There’s a certainty to the introspective musings which hyphenate the works; they read like epiphanies, or tail-ends of conversations, or journal entries. These short stories such as, “after making love to a man he asked me if I believed in god” and “a homosexual with bad teeth” are part of what makes Seiler the dynamic artist he is. These intimate anecdotes seem both symptomatic of our symbiosis with social media, while feeling like a distinct, narrating voice emerging to guide the audience through the experience of the exhibition. More specifically, the experience of Seiler’s perspectives.

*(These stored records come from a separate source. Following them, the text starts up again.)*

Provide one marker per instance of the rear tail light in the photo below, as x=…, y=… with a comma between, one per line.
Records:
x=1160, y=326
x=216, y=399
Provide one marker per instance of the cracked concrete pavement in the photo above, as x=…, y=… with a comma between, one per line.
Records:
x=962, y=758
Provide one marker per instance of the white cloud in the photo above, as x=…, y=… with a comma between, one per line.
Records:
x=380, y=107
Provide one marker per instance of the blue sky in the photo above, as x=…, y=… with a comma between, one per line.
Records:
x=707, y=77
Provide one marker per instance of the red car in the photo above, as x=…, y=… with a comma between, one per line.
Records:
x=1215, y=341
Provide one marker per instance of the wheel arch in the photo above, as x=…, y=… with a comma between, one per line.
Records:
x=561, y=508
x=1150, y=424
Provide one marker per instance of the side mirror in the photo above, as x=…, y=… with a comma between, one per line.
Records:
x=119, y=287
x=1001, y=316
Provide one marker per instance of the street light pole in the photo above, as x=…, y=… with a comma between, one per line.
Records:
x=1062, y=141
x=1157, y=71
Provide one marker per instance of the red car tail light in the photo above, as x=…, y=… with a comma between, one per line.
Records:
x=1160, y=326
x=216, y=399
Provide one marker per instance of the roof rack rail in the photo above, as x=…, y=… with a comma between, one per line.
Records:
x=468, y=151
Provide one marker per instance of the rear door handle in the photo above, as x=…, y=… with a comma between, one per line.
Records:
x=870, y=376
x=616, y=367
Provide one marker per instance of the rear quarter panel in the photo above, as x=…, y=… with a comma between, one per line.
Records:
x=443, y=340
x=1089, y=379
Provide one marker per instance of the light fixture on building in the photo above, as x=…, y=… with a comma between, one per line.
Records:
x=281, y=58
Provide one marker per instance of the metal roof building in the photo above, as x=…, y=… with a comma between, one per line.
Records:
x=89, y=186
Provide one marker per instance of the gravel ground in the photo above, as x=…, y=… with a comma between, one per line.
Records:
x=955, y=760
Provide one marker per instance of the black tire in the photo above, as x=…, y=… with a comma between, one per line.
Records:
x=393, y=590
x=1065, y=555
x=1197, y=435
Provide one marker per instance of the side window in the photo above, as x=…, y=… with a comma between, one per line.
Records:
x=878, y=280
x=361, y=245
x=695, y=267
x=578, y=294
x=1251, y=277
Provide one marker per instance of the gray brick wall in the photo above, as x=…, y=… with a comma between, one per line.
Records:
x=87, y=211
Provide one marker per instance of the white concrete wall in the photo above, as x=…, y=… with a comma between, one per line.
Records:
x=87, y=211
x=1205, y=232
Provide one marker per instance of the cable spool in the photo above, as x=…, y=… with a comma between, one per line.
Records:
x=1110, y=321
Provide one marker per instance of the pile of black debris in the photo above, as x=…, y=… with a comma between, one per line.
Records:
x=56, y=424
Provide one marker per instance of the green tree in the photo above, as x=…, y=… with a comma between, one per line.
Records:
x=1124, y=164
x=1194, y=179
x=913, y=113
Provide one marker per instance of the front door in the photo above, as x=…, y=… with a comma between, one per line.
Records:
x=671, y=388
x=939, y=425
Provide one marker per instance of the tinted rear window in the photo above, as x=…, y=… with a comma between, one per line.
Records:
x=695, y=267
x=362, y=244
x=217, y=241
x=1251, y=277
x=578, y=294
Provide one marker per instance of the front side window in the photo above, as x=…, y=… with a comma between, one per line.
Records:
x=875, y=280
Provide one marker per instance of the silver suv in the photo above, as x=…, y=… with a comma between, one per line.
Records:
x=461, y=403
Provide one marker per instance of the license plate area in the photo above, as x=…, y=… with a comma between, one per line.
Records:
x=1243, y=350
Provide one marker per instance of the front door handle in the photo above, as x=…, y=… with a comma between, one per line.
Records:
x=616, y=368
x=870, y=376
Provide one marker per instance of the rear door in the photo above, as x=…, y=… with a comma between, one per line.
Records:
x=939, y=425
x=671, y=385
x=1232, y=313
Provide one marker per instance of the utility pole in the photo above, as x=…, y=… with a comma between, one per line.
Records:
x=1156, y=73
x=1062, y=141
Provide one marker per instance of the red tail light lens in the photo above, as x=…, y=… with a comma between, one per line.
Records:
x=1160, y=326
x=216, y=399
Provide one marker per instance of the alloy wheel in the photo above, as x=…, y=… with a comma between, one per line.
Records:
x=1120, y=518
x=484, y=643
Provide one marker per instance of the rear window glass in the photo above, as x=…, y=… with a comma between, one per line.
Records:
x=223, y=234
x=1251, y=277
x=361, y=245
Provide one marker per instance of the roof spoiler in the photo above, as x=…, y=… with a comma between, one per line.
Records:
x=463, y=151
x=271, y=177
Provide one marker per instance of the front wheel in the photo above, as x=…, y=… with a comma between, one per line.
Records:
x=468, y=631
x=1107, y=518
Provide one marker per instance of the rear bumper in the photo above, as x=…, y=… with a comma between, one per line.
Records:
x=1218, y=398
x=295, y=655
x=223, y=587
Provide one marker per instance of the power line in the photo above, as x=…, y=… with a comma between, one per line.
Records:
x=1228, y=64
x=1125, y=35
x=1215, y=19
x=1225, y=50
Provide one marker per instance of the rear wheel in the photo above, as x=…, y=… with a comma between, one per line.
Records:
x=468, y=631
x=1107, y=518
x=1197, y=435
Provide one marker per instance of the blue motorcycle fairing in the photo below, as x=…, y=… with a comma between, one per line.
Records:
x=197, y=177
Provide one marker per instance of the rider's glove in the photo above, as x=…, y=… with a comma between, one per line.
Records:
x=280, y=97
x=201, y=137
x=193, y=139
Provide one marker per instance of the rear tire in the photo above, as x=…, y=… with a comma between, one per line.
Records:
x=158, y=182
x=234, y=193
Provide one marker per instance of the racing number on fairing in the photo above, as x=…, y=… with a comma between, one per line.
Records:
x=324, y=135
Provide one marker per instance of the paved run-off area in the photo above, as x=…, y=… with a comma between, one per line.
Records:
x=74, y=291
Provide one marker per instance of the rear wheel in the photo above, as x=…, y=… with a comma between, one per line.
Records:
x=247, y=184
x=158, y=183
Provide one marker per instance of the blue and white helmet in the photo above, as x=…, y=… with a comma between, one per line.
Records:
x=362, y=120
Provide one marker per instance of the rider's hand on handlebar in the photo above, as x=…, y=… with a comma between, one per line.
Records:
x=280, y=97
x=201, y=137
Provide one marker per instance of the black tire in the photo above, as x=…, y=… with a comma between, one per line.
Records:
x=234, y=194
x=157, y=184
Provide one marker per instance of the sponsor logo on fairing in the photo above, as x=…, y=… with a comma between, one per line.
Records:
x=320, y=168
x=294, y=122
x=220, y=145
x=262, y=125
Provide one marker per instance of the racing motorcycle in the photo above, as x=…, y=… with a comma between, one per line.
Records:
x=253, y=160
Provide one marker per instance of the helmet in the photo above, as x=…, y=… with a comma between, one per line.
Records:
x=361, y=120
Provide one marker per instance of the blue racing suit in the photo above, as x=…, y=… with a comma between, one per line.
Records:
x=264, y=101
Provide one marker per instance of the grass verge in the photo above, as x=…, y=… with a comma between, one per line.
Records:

From his bold linework, both in the ‘text’ and in the formation of his subjects, to his choice of canvas size and accompanying materials, to his use of space – Seiler is steadily extruding moments, and memories, and meanings to fulfil his vision as he enhances his style with each new work. ‘Timber’ is made up of building materials such as roof paint, bitumen, screws, and wood all accented by a familiar school-board shade of green to create room in which to ponder the institutionalisation of masculinity as you navigate Seiler’s themes and thinking.